Dismissal for Failure to Prosecute Under Rule 41(b)

The government also seeks dismissal of Marmol's claim for failure to prosecute pursuant to Rule 41(b), which provides that "[f]or failure of the plaintiff to prosecute or to comply with these rules or any order of the court, a defendant may move for dismissal of an action or of any claim against the defendant" (emphasis added). In support of its Rule 41 motion, the government relies principally on Dosunmu v. United States, 361 F. Supp. 2d 93 (E.D.N.Y. 2005), in which Judge Trager granted the government's motion to dismiss a civil action seeking the return of administratively forfeited property for failure to prosecute. The court notes, however, that Dosunmu, unlike this case, was an in personam civil action in which the "claimant" occupied the role of civil plaintiff, so that the authority of the court to grant the requested relief under Rule 41(b) could not reasonably be doubted. By contrast, this case is an action in rem in which Marmol, as claimant to the defendant property, "stands in the shoes of a defendant in an in personam civil action." United States v. $242,484.00, 389 F.3d 1149, 1168 n.1 (11th Cir. 2004) (Tjoflat, J., concurring). Although the court has found virtually no legal or scholarly authority on this question,*fn7 the plain text of Rule 41(b) limits the application of that rule to "plaintiff[s]," which would appear to exclude in rem claimants who are neither plaintiffs nor defendants, but whose position is most analogous to an in personam defendant. Moreover, the court notes that Rule 41(c) states that "[t]he provisions of this rule apply to the dismissal of any counterclaim, cross-claim, or third-party claim," but makes no mention of in rem claims, thus further suggesting that Rule 41(b) does not permit motions to dismiss in rem claims for failure to prosecute.
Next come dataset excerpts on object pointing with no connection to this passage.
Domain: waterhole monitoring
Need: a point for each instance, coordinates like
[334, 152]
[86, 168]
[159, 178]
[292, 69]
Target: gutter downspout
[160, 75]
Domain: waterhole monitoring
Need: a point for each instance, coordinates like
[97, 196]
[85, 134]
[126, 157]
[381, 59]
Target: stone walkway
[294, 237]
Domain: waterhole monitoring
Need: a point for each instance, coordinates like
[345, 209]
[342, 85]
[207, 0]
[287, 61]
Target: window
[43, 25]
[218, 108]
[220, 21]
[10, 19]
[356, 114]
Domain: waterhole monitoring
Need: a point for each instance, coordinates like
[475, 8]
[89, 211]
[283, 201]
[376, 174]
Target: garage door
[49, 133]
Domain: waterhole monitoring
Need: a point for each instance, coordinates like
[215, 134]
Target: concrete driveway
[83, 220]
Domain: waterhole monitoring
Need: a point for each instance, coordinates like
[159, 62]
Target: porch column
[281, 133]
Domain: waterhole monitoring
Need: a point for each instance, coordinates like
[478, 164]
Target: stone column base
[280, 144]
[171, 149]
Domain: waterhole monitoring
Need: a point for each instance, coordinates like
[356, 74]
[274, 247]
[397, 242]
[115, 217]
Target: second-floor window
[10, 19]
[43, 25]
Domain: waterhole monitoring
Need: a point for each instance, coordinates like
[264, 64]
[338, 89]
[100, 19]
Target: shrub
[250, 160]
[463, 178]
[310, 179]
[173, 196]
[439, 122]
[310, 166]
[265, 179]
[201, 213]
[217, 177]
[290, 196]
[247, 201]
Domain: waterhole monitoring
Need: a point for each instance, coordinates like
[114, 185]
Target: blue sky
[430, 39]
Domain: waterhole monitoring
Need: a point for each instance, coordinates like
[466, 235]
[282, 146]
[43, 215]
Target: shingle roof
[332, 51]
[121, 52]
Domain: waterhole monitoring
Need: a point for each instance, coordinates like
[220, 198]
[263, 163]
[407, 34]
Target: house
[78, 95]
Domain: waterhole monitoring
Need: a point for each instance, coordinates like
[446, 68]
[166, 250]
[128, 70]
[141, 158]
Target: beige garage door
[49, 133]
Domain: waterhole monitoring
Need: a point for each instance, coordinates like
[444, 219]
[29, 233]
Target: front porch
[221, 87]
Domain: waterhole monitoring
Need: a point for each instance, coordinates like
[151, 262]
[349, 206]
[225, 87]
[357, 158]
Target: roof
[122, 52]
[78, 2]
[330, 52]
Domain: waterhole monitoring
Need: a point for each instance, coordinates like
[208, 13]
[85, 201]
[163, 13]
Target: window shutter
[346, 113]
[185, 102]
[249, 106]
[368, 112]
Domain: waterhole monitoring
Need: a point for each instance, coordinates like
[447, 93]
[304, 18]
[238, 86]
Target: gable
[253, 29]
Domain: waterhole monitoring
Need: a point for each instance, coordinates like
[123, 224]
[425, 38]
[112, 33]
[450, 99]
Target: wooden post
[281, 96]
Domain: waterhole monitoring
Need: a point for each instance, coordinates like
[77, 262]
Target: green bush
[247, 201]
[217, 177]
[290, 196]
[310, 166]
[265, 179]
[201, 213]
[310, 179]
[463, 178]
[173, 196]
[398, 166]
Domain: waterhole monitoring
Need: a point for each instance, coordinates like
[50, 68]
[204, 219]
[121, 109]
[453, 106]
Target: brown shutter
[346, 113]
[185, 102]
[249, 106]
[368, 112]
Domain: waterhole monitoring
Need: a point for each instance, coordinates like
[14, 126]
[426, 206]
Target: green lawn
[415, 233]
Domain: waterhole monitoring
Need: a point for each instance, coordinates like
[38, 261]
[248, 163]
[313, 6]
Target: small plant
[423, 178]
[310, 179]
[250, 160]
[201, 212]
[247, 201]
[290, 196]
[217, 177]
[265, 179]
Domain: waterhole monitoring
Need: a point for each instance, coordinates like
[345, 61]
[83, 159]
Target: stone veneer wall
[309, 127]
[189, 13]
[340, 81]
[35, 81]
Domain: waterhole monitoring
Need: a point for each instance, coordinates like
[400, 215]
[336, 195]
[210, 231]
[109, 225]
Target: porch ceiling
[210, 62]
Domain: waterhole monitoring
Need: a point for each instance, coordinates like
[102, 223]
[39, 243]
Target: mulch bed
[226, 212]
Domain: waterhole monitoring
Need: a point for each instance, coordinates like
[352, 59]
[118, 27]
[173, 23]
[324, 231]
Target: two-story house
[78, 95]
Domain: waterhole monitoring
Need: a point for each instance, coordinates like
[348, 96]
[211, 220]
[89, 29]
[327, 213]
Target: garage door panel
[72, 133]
Although this court might reasonably exercise its "inherent authority," which the Supreme Court has held extends beyond a strict literal reading of Rule 41,*fn8 in order to dismiss Marmol's Verified Claim for failure to prosecute, in an abundance of caution, it declines to do so in this case, where the authority to grant the relief sought by the government is expressly available to the court pursuant to Rule 37. The government's motion to dismiss the Verified Claim for failure to prosecute, pursuant to Rule 41, is therefore denied.


For the reasons herein stated, the government's motion to dismiss this action for failure to comply with discovery orders pursuant to Federal Rule of Civil Procedure 37(b)(2)(C) is hereby GRANTED. The government's motion to dismiss for failure to prosecute pursuant to Federal Rule of Civil Procedure 41(b) is hereby DENIED.